Side-by-side comparison
| Parameter | Fourier Series | Fourier Transform |
|---|---|---|
| Input signal type | Periodic signals with period T0 | Aperiodic (non-periodic) signals; also generalised for periodic |
| Output spectrum | Discrete line spectrum at harmonics nf0 | Continuous spectrum X(f) or X(jω) defined for all frequencies |
| Mathematical form | x(t) = Σ cn·e^{j2πnf0t}, n = −∞ to ∞ | X(f) = ∫_{-∞}^{∞} x(t)·e^{-j2πft} dt |
| Coefficients / values | Discrete complex coefficients cn | Continuous complex function X(f) |
| Fundamental requirement | Signal must be periodic (Dirichlet conditions) | Signal must be absolutely integrable or square-integrable |
| Energy/power signal | Applied to power signals (periodic → infinite energy) | Applied to energy signals (finite energy) |
| Relationship | cn = (1/T0)·X(f)|_{f=n/T0} — FS coeffs are samples of FT | FT of periodic signal gives impulses: Σ cn·δ(f − nf0) |
| Real example | Harmonic analysis of 230 V, 50 Hz AC waveform distortion | Spectrum of a single RADAR pulse or a Gaussian window |
| Gibbs phenomenon | Overshoot at discontinuities when series is truncated | Does not apply directly; windowing introduces spectral leakage |
| MATLAB function | Computed via FFT on one period; manual cn formula | fft() on aperiodic signal or freqz() for system response |
Key differences
Fourier Series decomposes a periodic signal into harmonics at integer multiples of f0 = 1/T0; the spectrum is discrete. Fourier Transform handles aperiodic energy signals and produces a continuous spectrum. The deep link: as T0 → ∞ in the FS, harmonics get closer together and the discrete spectrum becomes the continuous FT. For a 50 Hz square wave, FS gives cn = (2A/nπ)sin(nπ/2) at n = 1, 3, 5 … — all odd harmonics.

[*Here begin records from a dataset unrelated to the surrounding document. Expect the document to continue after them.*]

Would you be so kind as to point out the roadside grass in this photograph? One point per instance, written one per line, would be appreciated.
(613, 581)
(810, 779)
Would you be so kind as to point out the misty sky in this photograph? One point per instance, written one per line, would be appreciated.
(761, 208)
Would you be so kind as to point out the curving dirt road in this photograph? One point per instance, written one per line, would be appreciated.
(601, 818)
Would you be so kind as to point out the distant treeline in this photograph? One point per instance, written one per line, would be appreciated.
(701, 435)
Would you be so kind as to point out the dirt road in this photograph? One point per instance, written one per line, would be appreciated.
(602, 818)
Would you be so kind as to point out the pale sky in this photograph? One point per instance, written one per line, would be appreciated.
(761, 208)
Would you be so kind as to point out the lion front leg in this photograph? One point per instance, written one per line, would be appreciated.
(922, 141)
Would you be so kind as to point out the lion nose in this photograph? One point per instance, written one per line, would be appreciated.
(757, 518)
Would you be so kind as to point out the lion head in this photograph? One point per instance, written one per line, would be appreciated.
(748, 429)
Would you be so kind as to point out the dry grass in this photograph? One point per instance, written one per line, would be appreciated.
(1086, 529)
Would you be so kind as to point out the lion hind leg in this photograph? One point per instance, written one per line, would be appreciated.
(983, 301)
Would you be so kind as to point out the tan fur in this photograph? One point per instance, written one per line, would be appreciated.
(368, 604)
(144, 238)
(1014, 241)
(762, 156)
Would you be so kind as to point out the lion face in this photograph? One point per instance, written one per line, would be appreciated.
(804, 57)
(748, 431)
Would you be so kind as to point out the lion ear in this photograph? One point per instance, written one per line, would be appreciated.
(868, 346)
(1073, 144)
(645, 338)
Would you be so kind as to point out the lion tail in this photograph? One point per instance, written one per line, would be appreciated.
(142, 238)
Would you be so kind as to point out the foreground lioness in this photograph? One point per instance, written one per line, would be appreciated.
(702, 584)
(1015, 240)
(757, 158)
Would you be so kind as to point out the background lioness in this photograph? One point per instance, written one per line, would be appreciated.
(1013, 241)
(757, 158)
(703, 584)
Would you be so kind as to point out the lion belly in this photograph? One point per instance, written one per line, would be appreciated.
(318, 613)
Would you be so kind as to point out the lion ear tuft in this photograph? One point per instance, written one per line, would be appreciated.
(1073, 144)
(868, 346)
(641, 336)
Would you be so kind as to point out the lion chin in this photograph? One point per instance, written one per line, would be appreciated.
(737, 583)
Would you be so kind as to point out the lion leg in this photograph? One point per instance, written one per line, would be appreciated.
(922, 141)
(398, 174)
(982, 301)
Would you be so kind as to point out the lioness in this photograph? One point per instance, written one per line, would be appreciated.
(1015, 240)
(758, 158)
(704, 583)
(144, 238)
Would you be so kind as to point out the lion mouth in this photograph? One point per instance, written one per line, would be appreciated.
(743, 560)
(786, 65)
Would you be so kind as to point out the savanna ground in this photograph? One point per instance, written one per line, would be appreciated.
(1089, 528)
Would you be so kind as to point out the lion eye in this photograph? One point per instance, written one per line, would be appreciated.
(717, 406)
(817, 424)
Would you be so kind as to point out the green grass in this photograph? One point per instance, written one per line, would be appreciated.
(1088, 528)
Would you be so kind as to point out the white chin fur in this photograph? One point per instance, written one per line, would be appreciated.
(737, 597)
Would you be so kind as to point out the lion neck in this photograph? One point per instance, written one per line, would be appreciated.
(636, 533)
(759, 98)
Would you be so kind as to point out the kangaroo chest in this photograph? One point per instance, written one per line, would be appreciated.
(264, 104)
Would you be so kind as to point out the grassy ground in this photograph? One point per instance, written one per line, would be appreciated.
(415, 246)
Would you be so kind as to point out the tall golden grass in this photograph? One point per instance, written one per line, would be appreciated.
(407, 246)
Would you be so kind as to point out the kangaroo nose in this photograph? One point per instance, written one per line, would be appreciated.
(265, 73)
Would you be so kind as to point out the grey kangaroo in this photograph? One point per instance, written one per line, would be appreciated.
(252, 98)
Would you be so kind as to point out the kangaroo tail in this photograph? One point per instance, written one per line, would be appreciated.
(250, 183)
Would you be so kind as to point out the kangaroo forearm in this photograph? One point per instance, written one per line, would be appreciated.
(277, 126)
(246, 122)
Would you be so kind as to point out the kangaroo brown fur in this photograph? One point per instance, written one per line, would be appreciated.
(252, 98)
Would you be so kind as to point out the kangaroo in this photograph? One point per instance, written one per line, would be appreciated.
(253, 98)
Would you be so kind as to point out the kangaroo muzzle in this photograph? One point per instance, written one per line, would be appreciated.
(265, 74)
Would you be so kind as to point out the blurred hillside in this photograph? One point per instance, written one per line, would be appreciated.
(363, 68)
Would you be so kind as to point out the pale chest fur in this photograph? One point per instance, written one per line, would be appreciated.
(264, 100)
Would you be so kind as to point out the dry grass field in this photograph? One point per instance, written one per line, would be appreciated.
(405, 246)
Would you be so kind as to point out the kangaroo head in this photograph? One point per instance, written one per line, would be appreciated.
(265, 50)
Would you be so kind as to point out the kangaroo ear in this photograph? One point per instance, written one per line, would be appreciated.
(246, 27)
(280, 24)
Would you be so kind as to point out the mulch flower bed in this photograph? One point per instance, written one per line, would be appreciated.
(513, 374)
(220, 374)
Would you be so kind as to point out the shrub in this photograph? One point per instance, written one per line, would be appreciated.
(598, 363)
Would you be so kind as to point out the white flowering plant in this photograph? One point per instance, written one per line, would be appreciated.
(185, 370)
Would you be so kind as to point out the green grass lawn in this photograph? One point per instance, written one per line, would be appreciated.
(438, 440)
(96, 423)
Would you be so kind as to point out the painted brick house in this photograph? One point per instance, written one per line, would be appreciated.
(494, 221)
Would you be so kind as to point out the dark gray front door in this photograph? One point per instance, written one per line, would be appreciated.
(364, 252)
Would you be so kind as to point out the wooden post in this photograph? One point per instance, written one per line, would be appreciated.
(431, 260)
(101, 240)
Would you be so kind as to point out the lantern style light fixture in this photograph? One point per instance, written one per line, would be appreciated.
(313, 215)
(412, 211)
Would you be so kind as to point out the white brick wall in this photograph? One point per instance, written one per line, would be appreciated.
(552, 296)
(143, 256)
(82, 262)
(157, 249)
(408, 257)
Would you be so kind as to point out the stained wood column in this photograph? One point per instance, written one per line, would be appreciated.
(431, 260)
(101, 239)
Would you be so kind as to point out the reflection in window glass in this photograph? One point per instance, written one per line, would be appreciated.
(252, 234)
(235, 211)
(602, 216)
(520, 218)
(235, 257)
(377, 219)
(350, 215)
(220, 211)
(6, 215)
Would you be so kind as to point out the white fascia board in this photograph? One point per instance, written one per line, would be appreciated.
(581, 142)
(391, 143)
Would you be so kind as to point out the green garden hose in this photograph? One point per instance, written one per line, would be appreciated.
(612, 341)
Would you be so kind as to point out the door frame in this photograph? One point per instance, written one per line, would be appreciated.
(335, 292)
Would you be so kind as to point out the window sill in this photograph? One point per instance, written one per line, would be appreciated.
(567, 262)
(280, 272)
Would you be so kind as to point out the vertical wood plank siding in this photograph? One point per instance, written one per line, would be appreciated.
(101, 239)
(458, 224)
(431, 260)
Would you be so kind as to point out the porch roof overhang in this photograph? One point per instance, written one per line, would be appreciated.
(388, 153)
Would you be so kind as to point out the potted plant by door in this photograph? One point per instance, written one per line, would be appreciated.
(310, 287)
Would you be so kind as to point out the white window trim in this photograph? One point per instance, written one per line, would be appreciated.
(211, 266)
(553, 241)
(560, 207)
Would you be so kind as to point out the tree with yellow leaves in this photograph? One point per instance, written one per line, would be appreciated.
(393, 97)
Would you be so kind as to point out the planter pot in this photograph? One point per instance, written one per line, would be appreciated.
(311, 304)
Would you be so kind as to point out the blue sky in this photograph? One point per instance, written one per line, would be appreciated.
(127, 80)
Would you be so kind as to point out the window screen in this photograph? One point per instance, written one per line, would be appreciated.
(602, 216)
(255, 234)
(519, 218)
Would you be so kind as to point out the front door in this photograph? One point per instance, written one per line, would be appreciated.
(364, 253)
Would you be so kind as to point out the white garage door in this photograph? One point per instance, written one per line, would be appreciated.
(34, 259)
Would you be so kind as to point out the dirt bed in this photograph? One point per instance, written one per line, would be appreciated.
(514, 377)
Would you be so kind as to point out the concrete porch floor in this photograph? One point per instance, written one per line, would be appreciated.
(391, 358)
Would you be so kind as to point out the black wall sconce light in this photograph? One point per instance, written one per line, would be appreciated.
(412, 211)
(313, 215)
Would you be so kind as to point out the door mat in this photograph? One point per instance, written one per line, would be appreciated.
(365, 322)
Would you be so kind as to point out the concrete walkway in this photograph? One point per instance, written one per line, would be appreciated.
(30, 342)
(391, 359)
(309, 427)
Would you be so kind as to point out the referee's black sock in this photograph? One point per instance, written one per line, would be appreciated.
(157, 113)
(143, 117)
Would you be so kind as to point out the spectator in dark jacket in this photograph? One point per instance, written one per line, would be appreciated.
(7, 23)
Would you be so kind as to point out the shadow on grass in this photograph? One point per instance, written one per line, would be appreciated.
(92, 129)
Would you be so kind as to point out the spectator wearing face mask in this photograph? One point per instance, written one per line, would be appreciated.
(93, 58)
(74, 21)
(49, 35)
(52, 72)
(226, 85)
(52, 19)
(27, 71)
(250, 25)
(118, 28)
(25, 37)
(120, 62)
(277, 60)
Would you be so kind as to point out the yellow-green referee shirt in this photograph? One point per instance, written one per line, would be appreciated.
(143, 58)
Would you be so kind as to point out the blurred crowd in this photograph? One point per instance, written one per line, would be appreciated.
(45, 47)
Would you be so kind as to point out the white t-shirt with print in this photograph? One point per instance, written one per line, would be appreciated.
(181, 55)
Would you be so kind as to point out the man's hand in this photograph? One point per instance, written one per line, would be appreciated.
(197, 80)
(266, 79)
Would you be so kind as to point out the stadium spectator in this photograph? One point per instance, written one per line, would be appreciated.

A single square pulse's FT is A·τ·sinc(fτ), a continuous envelope.
When to use Fourier Series
Use Fourier Series when the signal is periodic — for example, analysing the harmonic content of the output of a PWM inverter to check compliance with IEEE 519 harmonic standards.
When to use Fourier Transform
Use the Fourier Transform when the signal is aperiodic — for example, finding the bandwidth of a single Gaussian pulse used in ultra-wideband (UWB) radar where the pulse duration is 1 ns.
Recommendation
For university exams, choose Fourier Series for any periodic waveform and Fourier Transform for single pulses or decaying signals. If the problem says "find the spectrum" without specifying, check periodicity first. For GATE, the relationship cn = X(nf0)/T0 is a guaranteed 2-mark question.
Exam tip: Examiners ask you to find FS coefficients of a full-wave rectified sine and then sketch the spectrum — show discrete lines at 0, 2f0, 4f0 (no odd harmonics) and label cn magnitudes.
Interview tip: Interviewers ask why we can't use the regular Fourier Series for a non-periodic signal — explain that a non-periodic signal has no f0, so harmonics have no meaning; you need the continuous FT integral instead.